Saw them at UCLA in February 1979 at the beginning of the punk explosion, when punk was truly cutting edge. The Talking Heads were the shit then. No one had heard of them, and anyone who had was hip.
They did “Psycho Killer” and it brought down the house, except it was outdoors.
There were UCLA students in the crowd. Some sat behind us. Guys who looked stoned and were already feminized and pacified, warm, floppy shells of men, though feminism was hardly even born yet, but they were students, and college will turn the best of men to school pusses.
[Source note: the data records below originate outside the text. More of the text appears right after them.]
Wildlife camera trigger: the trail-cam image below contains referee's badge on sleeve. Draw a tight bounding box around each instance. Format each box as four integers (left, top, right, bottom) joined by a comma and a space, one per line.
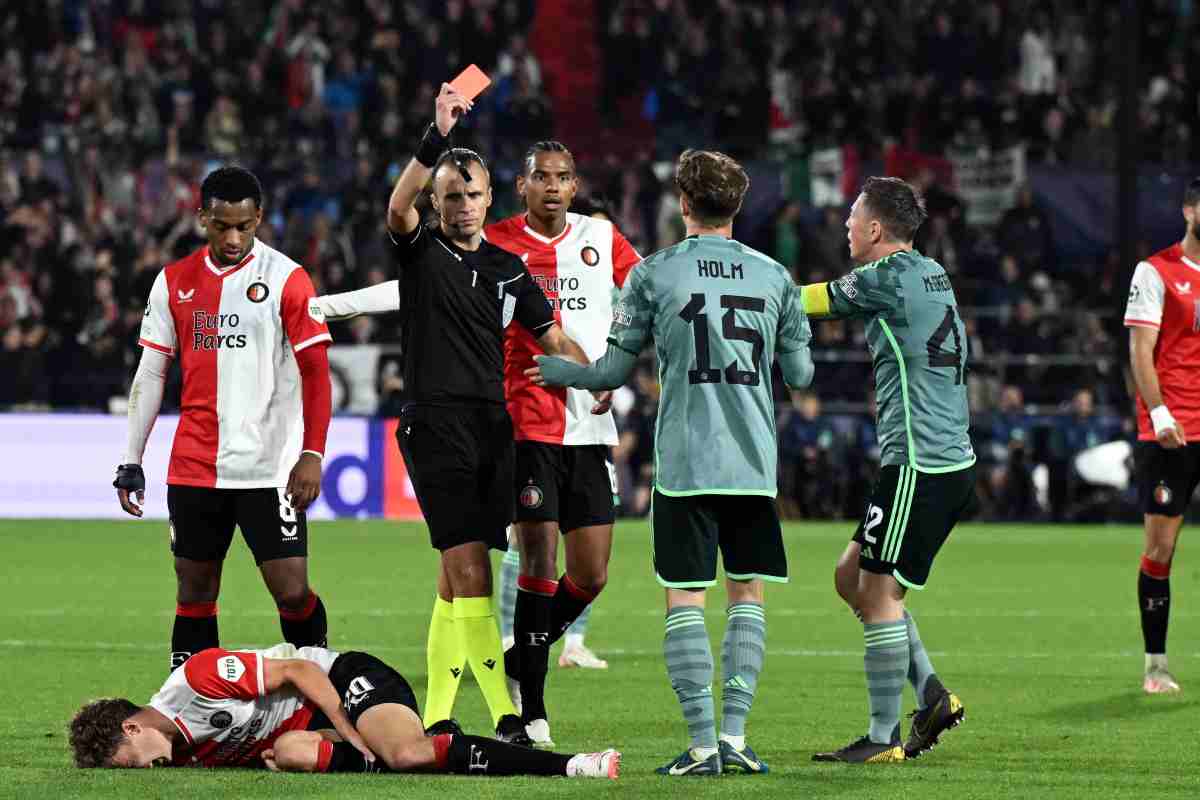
500, 291, 517, 327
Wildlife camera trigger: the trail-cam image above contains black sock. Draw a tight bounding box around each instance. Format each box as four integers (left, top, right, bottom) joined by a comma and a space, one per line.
546, 575, 595, 648
444, 734, 571, 775
505, 576, 554, 721
1138, 572, 1171, 655
280, 591, 329, 648
170, 602, 221, 672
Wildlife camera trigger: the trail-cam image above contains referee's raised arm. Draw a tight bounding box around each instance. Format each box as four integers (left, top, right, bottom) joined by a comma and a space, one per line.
388, 83, 473, 235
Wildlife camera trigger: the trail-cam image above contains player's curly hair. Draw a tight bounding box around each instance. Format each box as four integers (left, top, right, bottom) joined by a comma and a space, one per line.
863, 176, 929, 243
524, 139, 575, 175
200, 164, 263, 209
68, 697, 142, 769
1183, 178, 1200, 206
674, 149, 750, 228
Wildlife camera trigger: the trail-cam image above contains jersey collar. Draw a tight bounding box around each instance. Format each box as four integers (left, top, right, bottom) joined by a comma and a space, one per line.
204, 237, 263, 278
521, 213, 571, 247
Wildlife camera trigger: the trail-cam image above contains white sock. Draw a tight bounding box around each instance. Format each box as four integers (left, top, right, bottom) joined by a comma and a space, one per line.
721, 733, 746, 750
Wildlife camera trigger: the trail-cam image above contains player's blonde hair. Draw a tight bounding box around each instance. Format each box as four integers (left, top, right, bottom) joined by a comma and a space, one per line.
676, 149, 750, 228
67, 697, 142, 769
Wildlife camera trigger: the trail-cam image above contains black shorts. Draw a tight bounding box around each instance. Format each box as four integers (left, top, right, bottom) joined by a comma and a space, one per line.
853, 464, 976, 589
1133, 441, 1200, 517
515, 441, 617, 534
396, 405, 512, 551
308, 650, 421, 730
167, 486, 308, 565
650, 489, 787, 589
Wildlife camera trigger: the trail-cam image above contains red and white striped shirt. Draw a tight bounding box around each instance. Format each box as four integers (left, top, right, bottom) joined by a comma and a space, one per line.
150, 644, 338, 766
485, 213, 642, 445
138, 240, 332, 489
1124, 243, 1200, 441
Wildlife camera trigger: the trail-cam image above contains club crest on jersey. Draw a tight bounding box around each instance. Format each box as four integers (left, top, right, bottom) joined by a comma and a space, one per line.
521, 483, 546, 509
612, 302, 634, 327
246, 281, 271, 302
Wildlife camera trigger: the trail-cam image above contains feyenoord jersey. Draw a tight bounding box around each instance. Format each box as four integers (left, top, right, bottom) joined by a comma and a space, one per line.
485, 213, 641, 445
1124, 243, 1200, 441
150, 644, 338, 766
138, 240, 331, 489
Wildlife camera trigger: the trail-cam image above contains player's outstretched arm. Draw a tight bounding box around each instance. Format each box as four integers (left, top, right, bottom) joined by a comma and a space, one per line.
113, 347, 170, 517
263, 658, 376, 762
1129, 325, 1187, 450
388, 83, 473, 235
317, 281, 400, 320
526, 344, 637, 391
776, 347, 814, 389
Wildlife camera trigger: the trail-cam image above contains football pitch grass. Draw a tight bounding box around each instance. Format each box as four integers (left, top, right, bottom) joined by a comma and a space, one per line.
0, 521, 1200, 800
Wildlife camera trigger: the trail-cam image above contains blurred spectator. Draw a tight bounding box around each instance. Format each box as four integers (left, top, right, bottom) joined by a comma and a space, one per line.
775, 390, 847, 518
983, 386, 1037, 519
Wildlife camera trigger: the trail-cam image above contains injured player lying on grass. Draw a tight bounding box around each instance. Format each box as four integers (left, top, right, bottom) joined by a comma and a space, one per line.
70, 644, 620, 778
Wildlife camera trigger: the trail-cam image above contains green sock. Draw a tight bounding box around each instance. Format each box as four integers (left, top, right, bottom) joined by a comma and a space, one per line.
904, 610, 935, 709
721, 603, 767, 736
863, 619, 908, 745
500, 543, 521, 639
662, 606, 716, 748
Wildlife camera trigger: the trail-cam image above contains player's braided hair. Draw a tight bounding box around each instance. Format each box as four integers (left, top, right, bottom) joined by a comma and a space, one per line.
863, 178, 929, 242
526, 139, 575, 175
68, 697, 142, 769
200, 164, 263, 209
1183, 178, 1200, 205
433, 148, 492, 184
676, 149, 750, 228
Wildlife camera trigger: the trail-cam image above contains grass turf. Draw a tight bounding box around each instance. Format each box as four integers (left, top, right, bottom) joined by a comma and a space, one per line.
0, 521, 1200, 800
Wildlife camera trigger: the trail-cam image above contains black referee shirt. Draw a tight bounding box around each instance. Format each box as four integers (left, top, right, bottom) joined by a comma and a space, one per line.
390, 224, 554, 405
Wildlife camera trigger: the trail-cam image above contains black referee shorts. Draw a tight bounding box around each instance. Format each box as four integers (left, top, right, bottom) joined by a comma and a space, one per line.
396, 405, 514, 551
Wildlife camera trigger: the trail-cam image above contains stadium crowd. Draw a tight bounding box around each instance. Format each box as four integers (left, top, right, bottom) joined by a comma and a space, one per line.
0, 0, 1185, 518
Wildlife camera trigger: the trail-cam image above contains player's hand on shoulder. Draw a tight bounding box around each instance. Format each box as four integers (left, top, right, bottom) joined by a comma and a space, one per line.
287, 452, 320, 511
433, 83, 474, 136
113, 464, 146, 517
592, 389, 612, 416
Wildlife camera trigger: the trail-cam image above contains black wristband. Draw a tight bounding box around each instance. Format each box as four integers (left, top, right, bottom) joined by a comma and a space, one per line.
414, 122, 450, 169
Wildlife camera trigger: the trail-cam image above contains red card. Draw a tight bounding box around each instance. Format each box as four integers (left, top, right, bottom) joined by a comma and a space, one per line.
450, 64, 492, 100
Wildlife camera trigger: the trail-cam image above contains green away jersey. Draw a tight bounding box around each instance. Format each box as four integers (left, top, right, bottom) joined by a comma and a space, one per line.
803, 251, 976, 473
608, 236, 811, 497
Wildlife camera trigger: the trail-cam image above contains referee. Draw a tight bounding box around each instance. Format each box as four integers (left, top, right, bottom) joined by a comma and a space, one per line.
350, 84, 588, 744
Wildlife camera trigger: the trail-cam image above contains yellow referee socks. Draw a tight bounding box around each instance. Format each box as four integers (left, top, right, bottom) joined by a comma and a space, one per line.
454, 597, 517, 728
422, 597, 460, 728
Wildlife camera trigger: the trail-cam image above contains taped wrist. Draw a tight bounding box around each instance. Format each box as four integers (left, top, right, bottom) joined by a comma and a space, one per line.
1150, 405, 1175, 437
414, 122, 450, 169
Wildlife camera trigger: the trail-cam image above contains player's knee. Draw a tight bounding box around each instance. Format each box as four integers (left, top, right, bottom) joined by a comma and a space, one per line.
175, 564, 221, 603
274, 730, 320, 772
382, 736, 434, 772
271, 582, 308, 610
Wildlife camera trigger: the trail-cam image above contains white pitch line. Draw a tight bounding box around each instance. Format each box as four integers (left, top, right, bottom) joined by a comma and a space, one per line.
0, 639, 1200, 661
7, 606, 1200, 620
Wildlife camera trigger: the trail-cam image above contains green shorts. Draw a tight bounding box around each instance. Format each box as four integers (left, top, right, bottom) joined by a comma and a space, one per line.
853, 464, 976, 589
650, 489, 787, 589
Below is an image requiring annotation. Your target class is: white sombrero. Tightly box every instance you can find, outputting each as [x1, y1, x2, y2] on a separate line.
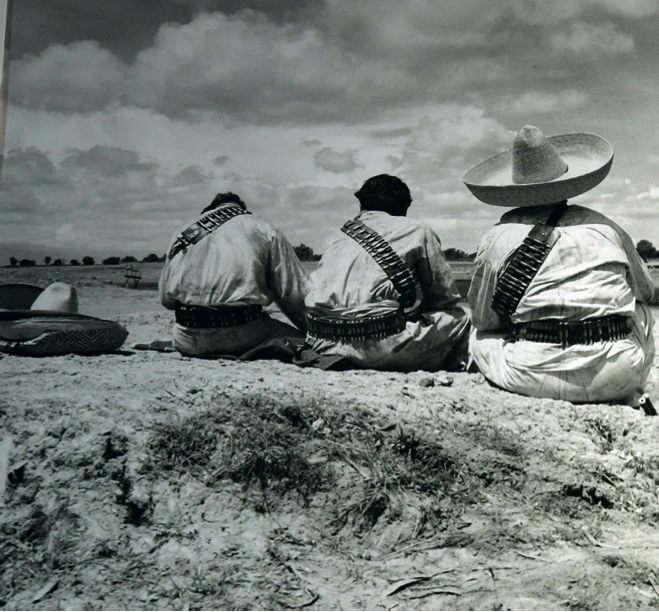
[462, 125, 613, 207]
[0, 283, 128, 357]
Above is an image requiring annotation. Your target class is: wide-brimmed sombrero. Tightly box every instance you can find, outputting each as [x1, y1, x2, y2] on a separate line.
[462, 125, 613, 207]
[0, 283, 128, 357]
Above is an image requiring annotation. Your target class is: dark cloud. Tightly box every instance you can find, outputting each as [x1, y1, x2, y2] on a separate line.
[10, 0, 656, 124]
[7, 0, 320, 61]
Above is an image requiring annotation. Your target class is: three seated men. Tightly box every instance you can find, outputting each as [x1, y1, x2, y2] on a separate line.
[160, 126, 655, 406]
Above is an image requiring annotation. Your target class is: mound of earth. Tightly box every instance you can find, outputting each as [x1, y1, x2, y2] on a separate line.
[0, 270, 659, 610]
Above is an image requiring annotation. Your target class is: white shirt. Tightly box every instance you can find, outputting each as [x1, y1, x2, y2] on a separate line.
[159, 204, 308, 329]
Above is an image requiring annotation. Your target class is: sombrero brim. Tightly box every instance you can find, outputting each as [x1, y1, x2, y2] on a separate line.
[0, 283, 43, 310]
[0, 310, 128, 357]
[462, 133, 613, 207]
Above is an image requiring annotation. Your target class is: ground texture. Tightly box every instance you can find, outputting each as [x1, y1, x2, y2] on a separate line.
[0, 266, 659, 610]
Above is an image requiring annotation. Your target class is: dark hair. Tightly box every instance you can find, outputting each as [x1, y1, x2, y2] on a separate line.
[355, 174, 412, 217]
[201, 191, 247, 214]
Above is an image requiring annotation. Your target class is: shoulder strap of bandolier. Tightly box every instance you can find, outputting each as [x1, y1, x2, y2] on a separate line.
[341, 219, 416, 308]
[167, 204, 252, 259]
[492, 202, 567, 316]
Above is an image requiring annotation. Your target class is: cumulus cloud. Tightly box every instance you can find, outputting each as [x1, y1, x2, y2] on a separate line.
[550, 22, 634, 60]
[0, 146, 210, 251]
[636, 185, 659, 200]
[498, 89, 588, 116]
[10, 41, 128, 112]
[11, 0, 648, 124]
[313, 147, 360, 174]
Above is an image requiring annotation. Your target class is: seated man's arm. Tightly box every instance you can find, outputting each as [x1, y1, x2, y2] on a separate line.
[269, 230, 309, 332]
[467, 234, 506, 331]
[416, 228, 461, 312]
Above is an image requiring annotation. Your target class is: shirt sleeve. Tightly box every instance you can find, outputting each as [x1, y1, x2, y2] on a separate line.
[467, 233, 506, 331]
[270, 229, 309, 331]
[618, 228, 654, 304]
[416, 227, 460, 312]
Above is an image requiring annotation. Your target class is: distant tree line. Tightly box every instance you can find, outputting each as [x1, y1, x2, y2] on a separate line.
[9, 253, 167, 268]
[636, 239, 659, 261]
[9, 239, 659, 268]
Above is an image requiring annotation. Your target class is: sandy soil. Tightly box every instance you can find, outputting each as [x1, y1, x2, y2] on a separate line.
[0, 267, 659, 610]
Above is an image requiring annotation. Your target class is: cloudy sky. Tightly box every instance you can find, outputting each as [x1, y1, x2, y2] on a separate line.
[0, 0, 659, 264]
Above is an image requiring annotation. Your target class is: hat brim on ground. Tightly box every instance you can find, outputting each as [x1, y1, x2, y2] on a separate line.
[463, 133, 613, 207]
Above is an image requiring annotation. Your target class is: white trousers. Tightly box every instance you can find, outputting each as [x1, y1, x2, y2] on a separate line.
[469, 303, 655, 407]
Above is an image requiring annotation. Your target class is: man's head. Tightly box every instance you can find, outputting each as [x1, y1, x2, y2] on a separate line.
[201, 191, 247, 214]
[355, 174, 412, 217]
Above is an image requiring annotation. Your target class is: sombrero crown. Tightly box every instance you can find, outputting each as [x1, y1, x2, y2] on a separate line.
[463, 125, 613, 206]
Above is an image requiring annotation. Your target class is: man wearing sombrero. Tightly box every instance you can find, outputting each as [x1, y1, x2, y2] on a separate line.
[463, 126, 655, 406]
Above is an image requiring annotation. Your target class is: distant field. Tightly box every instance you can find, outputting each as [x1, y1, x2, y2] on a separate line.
[0, 261, 659, 303]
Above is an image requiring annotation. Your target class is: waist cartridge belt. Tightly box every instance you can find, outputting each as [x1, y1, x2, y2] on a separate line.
[513, 315, 631, 348]
[307, 309, 405, 342]
[174, 304, 263, 329]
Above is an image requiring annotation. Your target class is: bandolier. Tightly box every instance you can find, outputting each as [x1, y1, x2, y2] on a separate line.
[492, 202, 631, 348]
[492, 202, 567, 317]
[307, 219, 416, 342]
[167, 204, 263, 329]
[167, 204, 252, 260]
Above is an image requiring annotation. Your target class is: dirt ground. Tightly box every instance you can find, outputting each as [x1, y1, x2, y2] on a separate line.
[0, 266, 659, 610]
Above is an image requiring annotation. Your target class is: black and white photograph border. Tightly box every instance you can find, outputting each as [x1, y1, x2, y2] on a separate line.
[0, 0, 659, 610]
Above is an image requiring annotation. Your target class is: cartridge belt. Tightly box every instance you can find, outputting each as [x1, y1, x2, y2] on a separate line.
[341, 219, 416, 308]
[513, 315, 631, 348]
[174, 303, 263, 329]
[492, 202, 567, 317]
[167, 204, 252, 259]
[307, 308, 405, 342]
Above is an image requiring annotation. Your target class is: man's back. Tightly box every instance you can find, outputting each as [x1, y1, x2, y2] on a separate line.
[159, 192, 308, 355]
[306, 211, 460, 316]
[469, 206, 654, 330]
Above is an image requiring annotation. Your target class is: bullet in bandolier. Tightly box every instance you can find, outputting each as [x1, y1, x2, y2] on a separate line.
[639, 393, 657, 416]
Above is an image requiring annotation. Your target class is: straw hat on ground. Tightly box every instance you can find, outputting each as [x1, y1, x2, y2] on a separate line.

The women were sort of masculine, as they must be when the males are feminized, otherwise you have a half-filled whole, and nature abhors a vacuum. To complete the circle, the female must become masculine to the very degree that the male has become feminine.
A guy named Lao Tzu figured this out 2000 years before, but even he was too late. It’s so obvious. It’s the way of the circle. A half is never whole. The male and the female are each halves, broken humans. Only through linkage can we fill in the colors and make the circle whole to set the wheel spinning so the cycle can go on. A male is empty without a female, and vice versa. Joined, each is made whole and the emptiness is filled in again.
Heard this in a coffee shop the other day, Starfucks. Well, at least they play good music.
The guys working there were feminized, as they always are in such places. The chicks dig the feminized guys, but the probably never fuck them, the danger necessary for sex that the female requires being lacking. Once again, an unfilled whole. Feminine plus feminine doesn’t fill in the circle with the Number 2 pencil. It just makes a half moon.
I was listening to the song. I was sure I’d heard it before. Some guy my age was in there bobbing his head, along with his daughter. She couldn’t have been much more than 13 or 14, but she was looking at me in that way, half hate, half stare can’t stop, so I knew she was a woman-in-girl, true girls having no sexual world. The guy was a square, but he was bobbing his head. I was moving to where the sound was coming from, where they lurked. We were all bobbing our heads to the music, but no one said a word.
I thought it was Talking Heads, but I wasn’t sure.
Googled it and there it was. 1985, a bad year, but there was lots of sex and tons of drugs, so really, no matter how fucked of a year it was, the palliatives always alchemize it somehow golden, which is all you can do to a shitty year. 1985, in three years David Byrne’s band would break up, true genius being a flash in the pan of youth, as Weininger notes.
The real geniuses are always young, and the greatest bands flash and burn Roman candle-like and smash to bits pretty quick, the Super Collider Reactor of multiple geniuses being too much for the temporal universe of flesh and blood, so they go out in fire not ice, but they are kind enough to leave us the greatness flashes, like those human images burned into walls after Hiroshima, daguerreotypes of genius before they go.
We’re on the road to nowhere, says the song. Well sure we are.
David Byrne says its meaningless and silly, the song.
Like Hell it is. Bout as vapid as the trails of life. Where do they lead? To the bones, or increasingly, the urn and if you’re lucky, a hole in a rock.
We’re on the road to nowhere.
Where are we headed? To nowhere, to death, to a personal Black Hole sucking away whole universes in a pinpoint, at Warp Speed, faster than light.
Well, of course.
Meaningless, my ass, David.
What’s left to do? All there is to do is dance. Get up and dance to the music, fools. For too soon we drop our last.